ESOPHAGEAL CANCER
Dr. Belanger has a three-step approach when working with a person with esophageal cancer.
Step one: He frequently orders a test that determines what drugs and natural medicines are best at inducing cell death of the esophageal cancer cells found in a person’s blood. He works with a lab called RGCC in Greece. This lab isolates circulating esophageal cancer cells from the bloodstream and tests over fifty natural substances including curcumin, IV vitamin C and cannabinoids and over fifty drugs to determine which have the greatest ability to induce cancer cell death. Dr. Belanger will use this information to construct a plan which will include recommending the best drug regimen on the RGCC test and adding nutritional supplements which may improve the ability of the drug to induce esophageal cancer cell death while reducing the drugs toxicity on healthy cells. In addition, he will use the RGCC test to select two or three nutritional supplements which came up the highest at inducing esophageal cancer cell death.
Step two: He orders over five panels at a variety of labs to assess imbalances in the patient’s immune system. In order for cancer to grow and create symptoms and/or appear on a scan, it needs to escape a person’s immune system. Dr. Belanger does extensive tests to determine how and why the esophageal cancer cells were not destroyed by a patient’s immune system and he uses this information to select nutritional supplements that correct these imbalances.
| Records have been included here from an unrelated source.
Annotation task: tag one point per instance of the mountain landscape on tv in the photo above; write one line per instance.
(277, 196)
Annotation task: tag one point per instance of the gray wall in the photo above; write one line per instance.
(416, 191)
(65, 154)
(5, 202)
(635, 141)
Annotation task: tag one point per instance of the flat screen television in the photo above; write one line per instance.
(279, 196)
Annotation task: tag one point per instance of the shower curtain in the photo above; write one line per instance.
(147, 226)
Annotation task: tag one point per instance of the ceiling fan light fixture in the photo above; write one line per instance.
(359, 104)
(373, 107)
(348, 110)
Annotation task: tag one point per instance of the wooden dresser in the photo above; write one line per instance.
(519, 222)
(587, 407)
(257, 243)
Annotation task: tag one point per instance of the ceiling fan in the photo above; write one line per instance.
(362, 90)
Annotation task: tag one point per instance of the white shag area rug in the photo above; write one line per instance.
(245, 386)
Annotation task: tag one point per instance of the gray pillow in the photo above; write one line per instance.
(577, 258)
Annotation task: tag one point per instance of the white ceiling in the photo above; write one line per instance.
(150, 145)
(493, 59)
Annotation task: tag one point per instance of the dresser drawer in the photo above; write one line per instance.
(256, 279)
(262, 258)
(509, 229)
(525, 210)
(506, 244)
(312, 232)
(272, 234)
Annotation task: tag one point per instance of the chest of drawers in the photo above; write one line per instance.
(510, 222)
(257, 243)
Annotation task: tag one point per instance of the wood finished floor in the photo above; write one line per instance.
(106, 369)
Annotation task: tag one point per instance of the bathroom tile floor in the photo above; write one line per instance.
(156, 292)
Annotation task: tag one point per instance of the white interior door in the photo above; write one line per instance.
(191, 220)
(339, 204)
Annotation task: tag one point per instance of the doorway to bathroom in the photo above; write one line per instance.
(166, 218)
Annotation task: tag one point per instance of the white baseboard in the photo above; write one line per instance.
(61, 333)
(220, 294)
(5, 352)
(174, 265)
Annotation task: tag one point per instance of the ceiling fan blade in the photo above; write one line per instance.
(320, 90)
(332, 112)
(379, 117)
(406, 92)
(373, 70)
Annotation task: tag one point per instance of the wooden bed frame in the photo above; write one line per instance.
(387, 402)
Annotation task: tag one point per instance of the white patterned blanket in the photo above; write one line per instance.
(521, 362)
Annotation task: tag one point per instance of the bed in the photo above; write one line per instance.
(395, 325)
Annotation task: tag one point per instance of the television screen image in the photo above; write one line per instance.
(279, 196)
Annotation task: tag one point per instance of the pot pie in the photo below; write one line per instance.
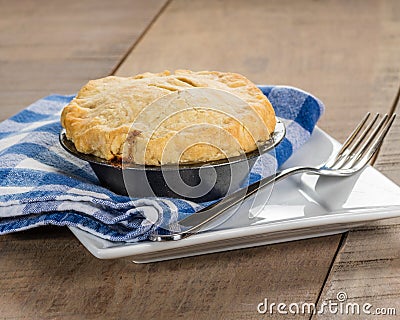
(105, 114)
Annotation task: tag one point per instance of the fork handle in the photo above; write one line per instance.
(204, 216)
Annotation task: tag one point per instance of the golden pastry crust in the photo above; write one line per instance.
(103, 117)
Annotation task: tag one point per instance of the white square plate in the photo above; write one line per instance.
(299, 207)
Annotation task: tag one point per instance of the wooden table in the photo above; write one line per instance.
(345, 52)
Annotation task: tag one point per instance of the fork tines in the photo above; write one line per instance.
(363, 142)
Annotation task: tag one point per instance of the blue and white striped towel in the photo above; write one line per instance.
(41, 184)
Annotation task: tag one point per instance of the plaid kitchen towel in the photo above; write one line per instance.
(41, 184)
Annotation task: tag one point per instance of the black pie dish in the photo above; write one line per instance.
(217, 178)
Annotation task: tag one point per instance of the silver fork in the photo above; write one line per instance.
(355, 154)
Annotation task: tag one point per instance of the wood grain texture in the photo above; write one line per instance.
(343, 52)
(321, 47)
(367, 267)
(51, 276)
(57, 46)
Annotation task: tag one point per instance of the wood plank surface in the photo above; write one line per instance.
(367, 267)
(57, 46)
(321, 47)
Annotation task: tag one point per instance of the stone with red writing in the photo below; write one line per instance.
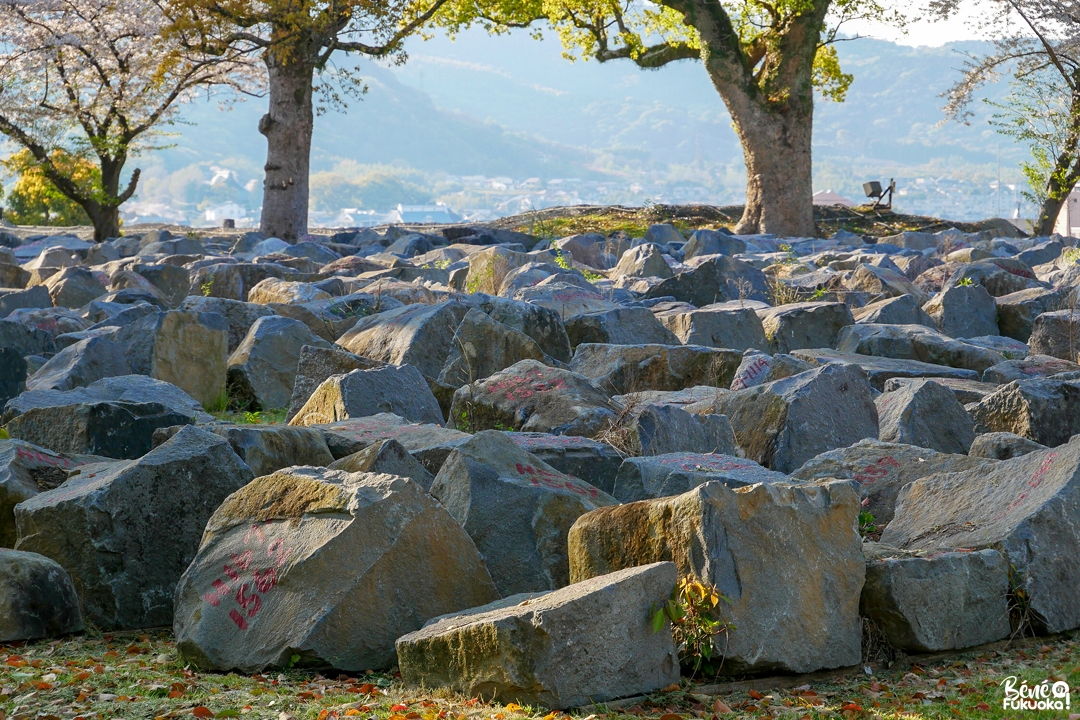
(316, 365)
(529, 396)
(325, 568)
(786, 556)
(584, 643)
(1045, 410)
(783, 423)
(673, 474)
(882, 469)
(80, 364)
(757, 368)
(386, 457)
(733, 325)
(963, 311)
(640, 367)
(125, 531)
(719, 279)
(926, 413)
(621, 326)
(915, 342)
(596, 463)
(399, 390)
(656, 430)
(37, 598)
(903, 310)
(801, 325)
(1025, 508)
(1033, 366)
(418, 335)
(1056, 334)
(516, 508)
(935, 601)
(1002, 446)
(25, 471)
(483, 345)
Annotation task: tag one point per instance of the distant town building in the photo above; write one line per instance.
(829, 198)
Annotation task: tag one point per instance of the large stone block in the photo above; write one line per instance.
(126, 531)
(1025, 508)
(325, 565)
(788, 558)
(589, 642)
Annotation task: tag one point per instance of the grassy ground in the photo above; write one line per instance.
(133, 675)
(562, 221)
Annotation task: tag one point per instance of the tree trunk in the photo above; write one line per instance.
(779, 172)
(287, 127)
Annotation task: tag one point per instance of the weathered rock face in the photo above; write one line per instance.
(755, 544)
(882, 469)
(79, 365)
(1002, 446)
(73, 287)
(1043, 410)
(185, 349)
(596, 463)
(784, 423)
(316, 365)
(585, 643)
(731, 325)
(516, 508)
(1016, 311)
(25, 471)
(925, 413)
(387, 457)
(941, 601)
(262, 369)
(273, 289)
(901, 310)
(711, 242)
(126, 531)
(631, 368)
(664, 429)
(418, 335)
(1056, 334)
(37, 598)
(643, 261)
(400, 390)
(482, 347)
(329, 566)
(238, 315)
(267, 449)
(529, 396)
(673, 474)
(757, 368)
(1025, 508)
(541, 324)
(718, 279)
(916, 342)
(804, 325)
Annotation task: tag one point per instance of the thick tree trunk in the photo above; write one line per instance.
(287, 127)
(779, 172)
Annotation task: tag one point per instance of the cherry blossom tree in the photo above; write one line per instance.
(296, 40)
(98, 80)
(1037, 45)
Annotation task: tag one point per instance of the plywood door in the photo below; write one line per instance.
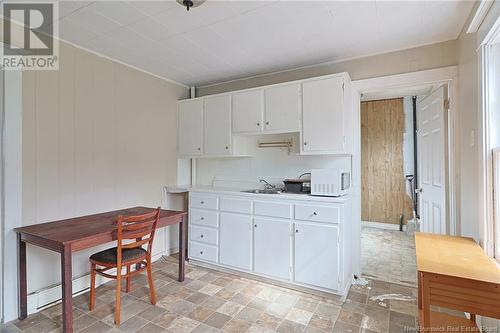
(383, 192)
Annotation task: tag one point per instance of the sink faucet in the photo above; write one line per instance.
(267, 185)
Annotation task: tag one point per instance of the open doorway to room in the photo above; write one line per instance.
(403, 177)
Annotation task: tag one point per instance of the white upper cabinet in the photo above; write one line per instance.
(318, 109)
(217, 136)
(190, 127)
(323, 116)
(247, 111)
(282, 108)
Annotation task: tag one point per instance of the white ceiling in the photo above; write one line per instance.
(224, 40)
(419, 90)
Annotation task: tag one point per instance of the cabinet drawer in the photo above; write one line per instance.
(317, 213)
(203, 252)
(204, 235)
(236, 205)
(274, 209)
(206, 218)
(204, 201)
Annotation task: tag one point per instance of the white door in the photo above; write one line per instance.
(247, 111)
(272, 248)
(217, 125)
(235, 240)
(282, 106)
(317, 254)
(323, 115)
(431, 162)
(190, 128)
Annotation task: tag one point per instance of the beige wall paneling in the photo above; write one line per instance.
(383, 192)
(97, 136)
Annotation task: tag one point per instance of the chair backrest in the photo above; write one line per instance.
(140, 228)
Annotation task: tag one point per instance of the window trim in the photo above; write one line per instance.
(490, 156)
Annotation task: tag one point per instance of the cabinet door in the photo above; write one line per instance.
(217, 125)
(272, 248)
(190, 128)
(247, 111)
(317, 255)
(235, 240)
(323, 115)
(282, 108)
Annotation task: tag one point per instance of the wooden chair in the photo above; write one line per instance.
(141, 229)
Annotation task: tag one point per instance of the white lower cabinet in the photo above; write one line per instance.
(235, 240)
(317, 255)
(306, 243)
(272, 240)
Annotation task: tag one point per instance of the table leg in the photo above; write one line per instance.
(419, 290)
(182, 249)
(67, 290)
(138, 265)
(23, 292)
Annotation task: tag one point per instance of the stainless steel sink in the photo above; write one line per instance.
(259, 191)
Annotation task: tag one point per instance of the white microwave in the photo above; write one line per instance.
(330, 182)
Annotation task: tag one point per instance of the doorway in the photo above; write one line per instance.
(403, 175)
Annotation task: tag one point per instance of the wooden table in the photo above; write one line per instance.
(455, 273)
(79, 233)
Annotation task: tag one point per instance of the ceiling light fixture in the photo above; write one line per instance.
(190, 3)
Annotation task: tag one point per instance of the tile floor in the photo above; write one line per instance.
(388, 255)
(210, 301)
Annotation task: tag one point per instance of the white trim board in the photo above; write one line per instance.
(47, 297)
(479, 15)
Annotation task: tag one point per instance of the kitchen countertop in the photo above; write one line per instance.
(237, 191)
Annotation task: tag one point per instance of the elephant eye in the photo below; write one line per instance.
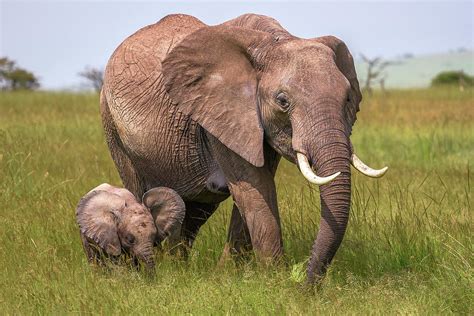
(130, 239)
(282, 100)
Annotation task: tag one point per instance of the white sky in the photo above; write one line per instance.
(57, 39)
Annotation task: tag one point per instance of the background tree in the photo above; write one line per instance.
(94, 76)
(375, 72)
(13, 77)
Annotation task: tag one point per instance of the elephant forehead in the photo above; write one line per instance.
(138, 214)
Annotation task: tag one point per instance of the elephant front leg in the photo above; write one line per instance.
(196, 215)
(254, 194)
(238, 238)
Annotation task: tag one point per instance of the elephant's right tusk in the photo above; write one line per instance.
(308, 173)
(366, 170)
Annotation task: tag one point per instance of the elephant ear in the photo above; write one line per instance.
(167, 209)
(345, 63)
(212, 76)
(97, 215)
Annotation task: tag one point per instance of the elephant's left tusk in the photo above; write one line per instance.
(308, 173)
(366, 170)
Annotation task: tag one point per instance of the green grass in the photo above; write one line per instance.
(408, 248)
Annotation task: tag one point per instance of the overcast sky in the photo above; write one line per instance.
(58, 39)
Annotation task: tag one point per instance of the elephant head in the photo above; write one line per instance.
(301, 96)
(167, 209)
(111, 220)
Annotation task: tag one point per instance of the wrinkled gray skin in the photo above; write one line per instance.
(209, 110)
(111, 220)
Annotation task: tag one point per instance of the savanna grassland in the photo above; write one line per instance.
(408, 248)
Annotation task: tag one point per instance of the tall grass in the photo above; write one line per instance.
(408, 248)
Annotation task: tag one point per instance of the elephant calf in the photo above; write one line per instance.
(111, 220)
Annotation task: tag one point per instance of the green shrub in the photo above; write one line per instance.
(452, 78)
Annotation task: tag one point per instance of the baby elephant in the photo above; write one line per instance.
(111, 220)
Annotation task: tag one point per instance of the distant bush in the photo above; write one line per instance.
(452, 78)
(13, 77)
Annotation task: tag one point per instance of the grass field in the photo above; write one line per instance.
(408, 248)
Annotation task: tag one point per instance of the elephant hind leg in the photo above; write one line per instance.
(124, 165)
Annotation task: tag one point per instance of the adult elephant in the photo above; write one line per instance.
(209, 110)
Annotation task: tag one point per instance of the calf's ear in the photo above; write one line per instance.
(167, 208)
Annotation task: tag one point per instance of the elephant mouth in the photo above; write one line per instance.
(307, 169)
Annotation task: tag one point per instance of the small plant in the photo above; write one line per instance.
(452, 78)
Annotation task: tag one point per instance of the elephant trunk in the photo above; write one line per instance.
(330, 153)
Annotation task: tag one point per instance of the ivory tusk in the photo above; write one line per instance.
(366, 170)
(308, 173)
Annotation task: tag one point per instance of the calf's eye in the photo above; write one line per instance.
(130, 239)
(282, 100)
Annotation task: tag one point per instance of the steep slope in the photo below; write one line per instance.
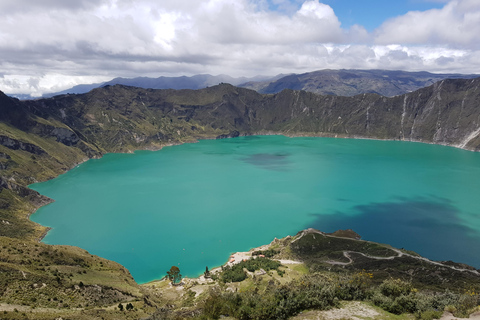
(40, 139)
(353, 82)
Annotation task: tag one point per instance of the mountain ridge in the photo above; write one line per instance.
(40, 139)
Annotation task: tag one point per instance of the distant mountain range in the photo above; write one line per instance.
(199, 81)
(326, 82)
(352, 82)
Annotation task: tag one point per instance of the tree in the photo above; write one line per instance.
(174, 275)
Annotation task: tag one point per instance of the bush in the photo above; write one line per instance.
(428, 315)
(395, 287)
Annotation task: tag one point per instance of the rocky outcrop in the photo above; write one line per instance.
(232, 134)
(19, 145)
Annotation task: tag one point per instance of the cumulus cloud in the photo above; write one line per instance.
(455, 25)
(51, 45)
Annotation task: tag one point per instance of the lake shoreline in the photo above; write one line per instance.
(157, 148)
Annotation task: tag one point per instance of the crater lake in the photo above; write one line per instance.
(192, 205)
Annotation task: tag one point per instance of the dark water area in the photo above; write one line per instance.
(194, 204)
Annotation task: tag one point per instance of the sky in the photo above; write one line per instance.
(51, 45)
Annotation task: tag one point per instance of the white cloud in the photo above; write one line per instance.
(54, 44)
(455, 25)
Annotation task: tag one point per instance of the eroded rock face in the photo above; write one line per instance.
(19, 145)
(65, 136)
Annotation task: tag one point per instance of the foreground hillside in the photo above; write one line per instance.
(312, 271)
(41, 139)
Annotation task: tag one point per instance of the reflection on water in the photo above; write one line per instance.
(430, 226)
(277, 161)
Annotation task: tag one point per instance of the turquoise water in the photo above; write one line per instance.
(192, 205)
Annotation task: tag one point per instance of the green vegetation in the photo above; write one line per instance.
(236, 272)
(174, 275)
(325, 291)
(43, 138)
To determine if these imbalances have been eliminated, he retests the abnormal immune labs to make sure they have been restored to normal. This helps him determine that the patient’s immune cells are now capable of destroying esophageal cancer cells in the future. This may also improve the effectiveness of single target immunotherapies such as nivolumab and pembrolizumab because more immune system parameters in addition to PDL1 have been assessed and addressed.
Step three: Dr. Belanger orders a third panel of lab tests from over three separate laboratories to determine what is stimulating the growth and potential spread of the esophageal cancer. In order for a tumor to grow beyond a few millimeters it needs an adequate blood supply to provide it with a constant supply of nutrients and oxygen. There are numerous blood vessel stimulators in addition to VEGF that are commonly produced by esophageal cancer cells that can be detected in the blood. Dr. Belanger measures over ten of these growth factors and prepares a customized blend of nutritional supplements to decrease their levels. After about one month, he remeasures any growth factor that was elevated to help ensure that the cancer is being “starved” and not able to build anymore new blood vessels. This can help improve the effectiveness of drugs such as ramucirumab because more growth factors are being addressed at once.